Associate Professor, Department of Human Microbiology
Sackler School of Medicine
Tel Aviv University
Tel Aviv, Israel
In order for a tumor to spread (a process called metastasis), tumor cells must be able to break through tissue barriers, enter the circulation and become established in a new site. To achieve these steps, a tumor cell must acquire unique physical and molecular properties. Drs. Tsarfaty, Graveel and Vande Woude are conducting laboratory studies in tumor cell invasion, metabolism, and drug resistance, important drivers in breast cancer metastasis. They have identified a key signaling protein called Met that is important in tumor cell metabolism and have linked this protein and its signaling activity to the promotion of tumor cell motility. They are using a combination of novel imaging techniques and mathematical models to study how Met is working in experimental models of triple negative breast cancer. Information derived from these studies will help to inform possible new targeted approaches to decrease drug resistance.
Dr. Ilan Tsarfaty received his BSc. (1983), MSc. (1986) and PhD (1990) from Tel Aviv University. From 1991-1994, he served as a postdoctoral research associate at the National Cancer Institute's Frederick Cancer Research and Development Center. He was a visiting scientist at the Van Andel Research Institute Grand Rapids MI as a part of the Molecular Imaging Center University of Michigan (2001 - 2003). Dr. Tsarfaty has been a member of the Department of Clinical Microbiology and Immunology, Sackler School of Medicine, Tel Aviv University since 1994. He is the author of over 50 scientific research articles and over 10 books chapters. Dr. Tsarfaty cloned the gene of the breast cancer antigen Muc1 and showed its potential use as a marker for breast cancer. He was the first to show that the Met tyrosine kinase growth factor receptor is involved in tubule formation in mammary tubule and in mesenchymal epithelial cell conversion.

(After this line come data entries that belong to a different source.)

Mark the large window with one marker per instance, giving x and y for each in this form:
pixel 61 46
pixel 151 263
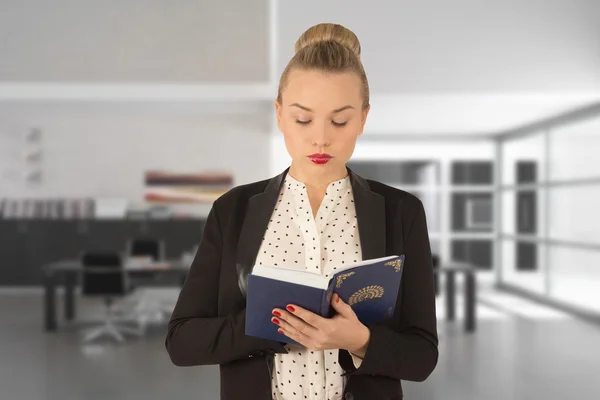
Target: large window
pixel 550 230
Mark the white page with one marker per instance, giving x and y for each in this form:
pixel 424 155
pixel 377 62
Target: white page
pixel 306 278
pixel 290 275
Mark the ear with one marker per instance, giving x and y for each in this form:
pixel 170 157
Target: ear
pixel 278 114
pixel 364 119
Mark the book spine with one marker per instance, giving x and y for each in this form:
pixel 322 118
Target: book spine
pixel 326 309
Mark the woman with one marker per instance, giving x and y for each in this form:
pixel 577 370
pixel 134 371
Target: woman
pixel 316 215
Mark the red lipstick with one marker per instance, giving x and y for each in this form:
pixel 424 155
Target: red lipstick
pixel 320 158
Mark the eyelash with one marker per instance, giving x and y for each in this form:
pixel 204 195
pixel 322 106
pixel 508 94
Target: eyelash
pixel 339 125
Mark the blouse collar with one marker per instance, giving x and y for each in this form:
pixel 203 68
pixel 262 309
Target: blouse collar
pixel 294 185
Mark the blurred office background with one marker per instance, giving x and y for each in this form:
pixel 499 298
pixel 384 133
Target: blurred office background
pixel 120 121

Dr. Tsarfaty was the first to show that Met is a prognostic factor for breast cancer patients. He also showed that HGF/SF alters metabolic activity by induction of Mimp a novel gene that is involved in metastasis that was cloned and characterize in Dr. Tsarfaty's lab. Dr. Tsarfaty has been leading an effort to develop noninvasive breast tumor molecular imaging modalities as a powerful tool in understanding the metabolic activity induced by Met signal transduction. This technology enhances definition of tumor margins and may allow earlier detection of smaller tumor and small metastatic lesions. Currently, Dr. Tsarfaty's lab is in the process of understanding the physical, cellular and molecular mechanism of Met induced motility leading to embryo development and metastasis.